Note: Even if you're familiar with benchmarking and profiling, take a look at the profiling section of this post. There's a nice helper method and an interesting real world example.
Improving the runtime for a page from 0.75 to 0.25 seconds may not make much of a difference to the end user's experience. But it triples the number of requests that your app servers can handle. This post covers improving performance at this level. Before you get here, you need to have your database well tuned with proper indexes, etc. Going through this workflow will make your website a little snappier and increase your overall capacity. I recently went through this process with CarePages, and we were able to make significant performance improvements in one afternoon.
The first performance bottleneck for a web app is always external resources. Most web apps use a database, so that's the common resource that can slow down your web app. But let's say your database is well indexed and handling the load of the web app fine. Also, let's assume that you don't have any other slow external resources like webservices that you call. The next bottleneck is usually the CPU if you have your own servers. If your website is running on a small slice or on shared hosting, you might hit memory limits before you max out the CPU.

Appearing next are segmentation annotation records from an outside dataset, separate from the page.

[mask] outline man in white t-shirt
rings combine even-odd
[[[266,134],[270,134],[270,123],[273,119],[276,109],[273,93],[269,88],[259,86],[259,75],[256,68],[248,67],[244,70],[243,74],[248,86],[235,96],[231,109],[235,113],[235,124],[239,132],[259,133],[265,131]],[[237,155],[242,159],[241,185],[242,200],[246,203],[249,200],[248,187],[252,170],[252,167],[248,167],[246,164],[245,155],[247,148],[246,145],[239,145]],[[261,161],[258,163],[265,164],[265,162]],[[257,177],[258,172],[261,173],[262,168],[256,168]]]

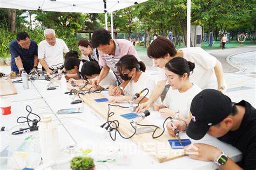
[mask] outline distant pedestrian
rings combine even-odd
[[[223,37],[222,37],[221,40],[220,41],[220,42],[222,42],[222,49],[225,49],[225,45],[226,44],[226,43],[227,43],[227,37],[226,37],[226,35],[225,34],[223,34]]]

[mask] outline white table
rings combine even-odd
[[[104,129],[99,128],[100,125],[105,123],[105,120],[84,103],[71,104],[72,100],[70,98],[70,96],[68,95],[62,94],[60,88],[57,88],[56,90],[46,90],[46,86],[48,82],[49,81],[46,81],[33,82],[32,84],[35,85],[36,89],[33,89],[32,90],[34,93],[36,93],[35,90],[37,91],[43,98],[39,97],[39,99],[36,98],[28,101],[12,102],[12,107],[14,110],[11,115],[7,116],[12,117],[12,118],[7,118],[6,117],[4,117],[5,119],[3,119],[2,121],[2,118],[4,117],[4,116],[1,115],[1,122],[10,122],[10,125],[16,125],[16,119],[19,116],[17,110],[19,110],[20,108],[24,108],[23,112],[25,112],[25,115],[26,115],[26,112],[24,110],[25,110],[25,105],[26,103],[28,103],[28,101],[31,102],[31,104],[33,106],[38,105],[40,107],[45,106],[44,109],[48,110],[47,111],[50,112],[56,112],[59,109],[77,108],[83,105],[84,111],[81,114],[55,115],[58,121],[62,123],[62,125],[58,126],[60,127],[59,131],[60,131],[59,138],[61,139],[60,145],[69,145],[69,143],[73,139],[79,146],[84,148],[92,149],[93,151],[90,155],[96,160],[105,160],[107,158],[115,159],[116,161],[114,162],[105,163],[105,165],[107,166],[110,169],[186,168],[204,169],[216,169],[218,167],[213,162],[196,160],[190,159],[188,157],[183,157],[159,164],[152,157],[147,154],[129,139],[123,139],[117,134],[117,140],[113,141],[110,138],[109,133]],[[21,84],[22,84],[21,83]],[[55,84],[55,85],[58,86],[58,84]],[[22,91],[22,92],[19,93],[19,91]],[[16,95],[17,96],[16,98],[22,98],[22,96],[18,96],[24,94],[22,91],[22,89],[17,89],[18,95]],[[103,91],[102,93],[107,97],[110,97],[106,91]],[[41,110],[41,111],[45,112],[45,111]],[[107,111],[106,110],[106,114]],[[151,115],[147,117],[147,119],[161,127],[164,119],[157,112],[153,111],[152,109],[150,109],[150,111]],[[6,132],[4,133],[6,133]],[[1,141],[1,150],[5,146],[5,145],[10,142],[10,140],[6,139],[6,138],[4,137],[2,135],[4,135],[4,133],[1,133],[1,139],[4,139],[2,140],[3,145]],[[188,138],[186,134],[183,132],[181,133],[180,137]],[[235,161],[241,160],[241,154],[237,149],[208,135],[206,135],[203,139],[199,141],[191,140],[194,143],[201,142],[218,147]],[[170,146],[159,146],[159,149],[164,152],[164,147],[170,147]],[[158,150],[155,151],[159,151],[160,150]],[[96,165],[98,164],[96,162]],[[69,164],[64,164],[62,166],[63,168],[68,169]],[[56,168],[56,167],[53,167],[53,168]]]

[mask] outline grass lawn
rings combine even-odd
[[[216,41],[216,42],[212,45],[212,46],[209,46],[208,44],[207,43],[203,43],[201,47],[203,49],[205,50],[211,50],[211,49],[221,49],[221,48],[220,47],[220,41]],[[251,45],[256,45],[256,42],[251,43],[250,40],[246,41],[245,42],[240,44],[239,42],[237,42],[237,40],[233,40],[231,41],[230,43],[226,44],[225,47],[226,48],[235,48],[235,47],[244,47],[247,46],[251,46]],[[179,49],[181,48],[183,48],[183,43],[180,43],[180,46],[177,46],[176,47],[177,49]],[[139,55],[146,55],[147,54],[147,51],[146,48],[144,48],[143,46],[136,46],[135,47],[137,52]]]

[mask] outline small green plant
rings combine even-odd
[[[95,166],[93,159],[90,157],[75,157],[70,161],[70,167],[74,170],[86,170]]]

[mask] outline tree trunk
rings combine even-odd
[[[16,30],[16,10],[8,9],[7,13],[11,23],[11,31],[14,32]]]
[[[215,30],[215,40],[217,41],[218,39],[218,26],[216,26],[216,30]]]
[[[144,31],[145,31],[145,34],[144,34],[144,48],[147,48],[147,29],[145,29]]]
[[[29,23],[30,24],[30,30],[32,30],[32,20],[31,20],[31,11],[29,10]]]

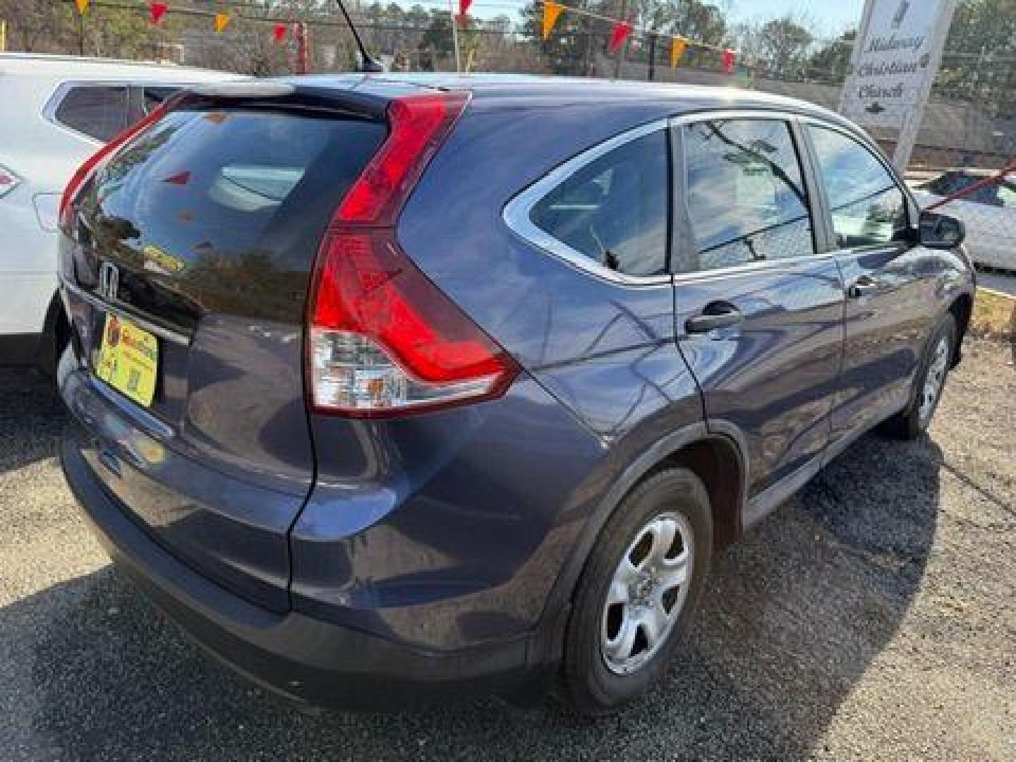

Consider a box with 8 CPU cores and 4 GB of memory. 8 Rails processes with no slow external resources could likely max out 8 CPU cores. But for the example let's say it takes 16 Rails processes under full utilization to max out the CPU. Even if each Rails instance is using 150 MB of memory, that's only 2.4 GB of memory.
So if CPU time is your precious resource, you need to know how you're spending it. It helps if you have some custom logging in place, but essentially the information that you need is which page is taking up the most CPU time. It might not be your slowest page. You need to multiply the mean runtime for a page by the number of times it's hit. So if one page averages 0.2 seconds runtime, but it gets hit 20 times more frequently than a page that takes 1 second, you're spending four times as much time processing the 0.2 second page.
Note that when I'm referring to a page, I mean the controller and action. For example, I'm not considering /people/1 and /people/3 separate pages - they're both the people/show page.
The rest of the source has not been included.